Spliceosome is the structure within which the actual splicing
reactions occur.
3. The process of assembly of snRNP and various protein
factors occur as follows:
• The commitment complex (E complex) initiates a splicing
activity.
• This complex comprises U1 which binds to the 5’ splice site by RNA-
RNA base-pairing, Branch-Protein Binding Protein (BBP) which
binds with U2AF splicing factor, further it binds to the
polyprimidine tract and members of SR protein family.

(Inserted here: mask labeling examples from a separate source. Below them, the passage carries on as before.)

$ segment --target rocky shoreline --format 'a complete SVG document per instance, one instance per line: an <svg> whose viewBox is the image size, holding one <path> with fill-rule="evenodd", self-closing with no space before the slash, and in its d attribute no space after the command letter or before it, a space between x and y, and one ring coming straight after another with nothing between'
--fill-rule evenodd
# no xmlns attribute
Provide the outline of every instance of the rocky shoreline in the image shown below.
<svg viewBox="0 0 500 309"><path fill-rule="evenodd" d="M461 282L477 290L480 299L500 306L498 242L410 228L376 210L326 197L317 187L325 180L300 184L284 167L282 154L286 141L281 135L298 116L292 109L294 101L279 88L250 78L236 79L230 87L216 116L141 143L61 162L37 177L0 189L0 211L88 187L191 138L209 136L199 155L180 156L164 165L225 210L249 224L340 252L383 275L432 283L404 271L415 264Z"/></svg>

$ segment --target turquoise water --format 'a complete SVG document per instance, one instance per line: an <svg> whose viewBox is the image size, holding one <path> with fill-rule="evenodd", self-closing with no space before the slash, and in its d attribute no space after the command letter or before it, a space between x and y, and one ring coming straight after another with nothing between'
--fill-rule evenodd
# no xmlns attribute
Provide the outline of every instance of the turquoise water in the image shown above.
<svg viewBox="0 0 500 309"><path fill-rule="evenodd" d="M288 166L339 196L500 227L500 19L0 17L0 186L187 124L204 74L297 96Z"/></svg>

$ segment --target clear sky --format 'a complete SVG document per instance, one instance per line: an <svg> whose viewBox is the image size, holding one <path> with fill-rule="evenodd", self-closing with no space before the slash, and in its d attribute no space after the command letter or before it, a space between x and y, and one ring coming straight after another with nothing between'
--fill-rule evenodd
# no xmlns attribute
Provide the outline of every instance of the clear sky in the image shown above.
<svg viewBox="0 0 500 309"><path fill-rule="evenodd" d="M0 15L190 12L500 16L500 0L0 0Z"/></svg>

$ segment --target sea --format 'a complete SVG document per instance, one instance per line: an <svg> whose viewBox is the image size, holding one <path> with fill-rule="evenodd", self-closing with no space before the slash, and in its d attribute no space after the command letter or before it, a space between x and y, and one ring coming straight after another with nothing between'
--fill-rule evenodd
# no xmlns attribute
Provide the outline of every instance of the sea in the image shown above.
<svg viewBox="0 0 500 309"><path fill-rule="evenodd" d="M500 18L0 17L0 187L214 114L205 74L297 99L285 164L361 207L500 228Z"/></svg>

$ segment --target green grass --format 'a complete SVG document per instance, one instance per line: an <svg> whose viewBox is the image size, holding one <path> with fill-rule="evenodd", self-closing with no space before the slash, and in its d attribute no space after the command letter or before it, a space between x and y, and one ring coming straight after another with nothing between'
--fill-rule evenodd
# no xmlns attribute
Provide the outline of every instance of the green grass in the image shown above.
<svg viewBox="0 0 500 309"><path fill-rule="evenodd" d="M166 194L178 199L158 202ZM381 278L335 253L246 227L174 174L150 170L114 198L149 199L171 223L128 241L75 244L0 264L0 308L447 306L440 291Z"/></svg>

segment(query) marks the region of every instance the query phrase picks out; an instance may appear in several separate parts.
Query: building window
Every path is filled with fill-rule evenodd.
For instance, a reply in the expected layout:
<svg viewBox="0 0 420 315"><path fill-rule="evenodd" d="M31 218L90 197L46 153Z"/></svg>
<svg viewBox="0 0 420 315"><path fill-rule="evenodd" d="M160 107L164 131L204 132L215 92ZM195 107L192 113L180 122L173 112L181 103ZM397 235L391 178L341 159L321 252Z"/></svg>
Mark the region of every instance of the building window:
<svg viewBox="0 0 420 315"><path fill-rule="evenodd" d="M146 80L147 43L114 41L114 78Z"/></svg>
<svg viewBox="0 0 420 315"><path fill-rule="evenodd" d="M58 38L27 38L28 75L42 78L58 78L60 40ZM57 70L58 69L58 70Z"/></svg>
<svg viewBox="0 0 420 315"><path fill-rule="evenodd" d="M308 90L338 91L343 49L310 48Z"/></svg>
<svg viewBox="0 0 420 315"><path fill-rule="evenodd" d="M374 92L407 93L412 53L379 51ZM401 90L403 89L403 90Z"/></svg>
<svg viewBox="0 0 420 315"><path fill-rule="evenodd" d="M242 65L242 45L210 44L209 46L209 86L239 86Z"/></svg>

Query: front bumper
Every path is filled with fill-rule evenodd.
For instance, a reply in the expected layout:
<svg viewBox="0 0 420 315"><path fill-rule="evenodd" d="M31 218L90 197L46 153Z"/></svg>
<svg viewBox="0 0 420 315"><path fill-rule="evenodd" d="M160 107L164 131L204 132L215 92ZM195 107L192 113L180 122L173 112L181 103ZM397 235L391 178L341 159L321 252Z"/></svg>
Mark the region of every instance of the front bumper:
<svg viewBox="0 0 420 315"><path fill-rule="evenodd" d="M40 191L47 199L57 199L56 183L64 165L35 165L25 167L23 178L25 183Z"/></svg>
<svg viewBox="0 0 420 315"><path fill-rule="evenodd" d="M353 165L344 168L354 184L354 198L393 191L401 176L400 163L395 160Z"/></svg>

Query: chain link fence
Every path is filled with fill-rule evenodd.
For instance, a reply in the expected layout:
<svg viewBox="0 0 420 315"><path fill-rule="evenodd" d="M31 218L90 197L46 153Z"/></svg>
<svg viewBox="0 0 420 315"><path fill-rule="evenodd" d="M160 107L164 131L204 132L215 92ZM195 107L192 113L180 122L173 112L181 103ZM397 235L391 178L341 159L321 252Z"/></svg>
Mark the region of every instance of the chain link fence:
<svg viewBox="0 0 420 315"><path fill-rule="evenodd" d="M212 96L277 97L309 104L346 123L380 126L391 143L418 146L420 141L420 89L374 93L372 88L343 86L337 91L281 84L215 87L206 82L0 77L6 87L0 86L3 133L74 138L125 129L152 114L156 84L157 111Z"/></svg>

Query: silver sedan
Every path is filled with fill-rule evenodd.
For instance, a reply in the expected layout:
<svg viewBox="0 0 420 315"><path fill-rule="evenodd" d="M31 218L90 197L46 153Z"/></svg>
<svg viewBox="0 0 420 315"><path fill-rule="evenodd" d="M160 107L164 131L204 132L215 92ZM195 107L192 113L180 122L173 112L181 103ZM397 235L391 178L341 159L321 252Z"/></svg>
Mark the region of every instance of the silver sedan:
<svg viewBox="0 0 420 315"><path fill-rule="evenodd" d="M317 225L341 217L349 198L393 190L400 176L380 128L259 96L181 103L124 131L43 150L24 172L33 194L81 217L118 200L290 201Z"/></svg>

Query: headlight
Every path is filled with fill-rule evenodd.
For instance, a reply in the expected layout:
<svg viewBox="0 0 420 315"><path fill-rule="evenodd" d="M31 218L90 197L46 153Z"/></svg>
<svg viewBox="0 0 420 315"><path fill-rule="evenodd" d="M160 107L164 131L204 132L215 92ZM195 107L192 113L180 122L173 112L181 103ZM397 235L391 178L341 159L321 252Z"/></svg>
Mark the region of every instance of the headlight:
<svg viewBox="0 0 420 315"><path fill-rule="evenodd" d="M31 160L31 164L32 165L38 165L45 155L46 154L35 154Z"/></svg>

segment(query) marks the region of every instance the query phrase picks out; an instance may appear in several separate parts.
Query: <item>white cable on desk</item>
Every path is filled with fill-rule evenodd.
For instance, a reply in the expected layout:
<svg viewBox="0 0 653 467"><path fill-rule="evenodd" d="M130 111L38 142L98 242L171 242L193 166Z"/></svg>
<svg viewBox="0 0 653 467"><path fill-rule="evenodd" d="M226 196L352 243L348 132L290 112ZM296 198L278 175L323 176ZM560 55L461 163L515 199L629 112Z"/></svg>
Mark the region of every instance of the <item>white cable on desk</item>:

• The complex E is converted to the A complex when U2 snRNP binds
to the branch site.
• The pre-spliceosome complex (A complex) comprises the
commitment complex plus U2-snRNA. At this stage, an association
between U1 and U2-snRNP brings the 5’ splice site into close
proximity to the branch point.
4.
5. • The spliceosome is formed when U4/U6-snRNP and U5-snRNP
attach to the pre-spliceosome complex.
• Following are the formation orders- the B1 complex is formed
when U5 and U4/U6- snRNPs binds to the A complex known as
spliceosome.
• It is further converted to the B2 complex after U1-snRNP is
released, which leads to the interaction of U6-snRNP with 5’ splice
site.
• This requires hydrolysis of ATP. Dissociation of U4-snRNP leads to
the catalytic reaction of U6-snRNP with U2-snRNP and forms
catalytic active site (C complex).
• This brings the 3’ splice site close to the 5’ site and the branch point.
6. • All three key positions in the intron are now in proximity
and the two transesterifications occur as a linked
reaction, possibly catalyzed by U6-snRNP.
• ATP is required for assembly of the spliceosome, but the
transesterification reactions do not require ATP.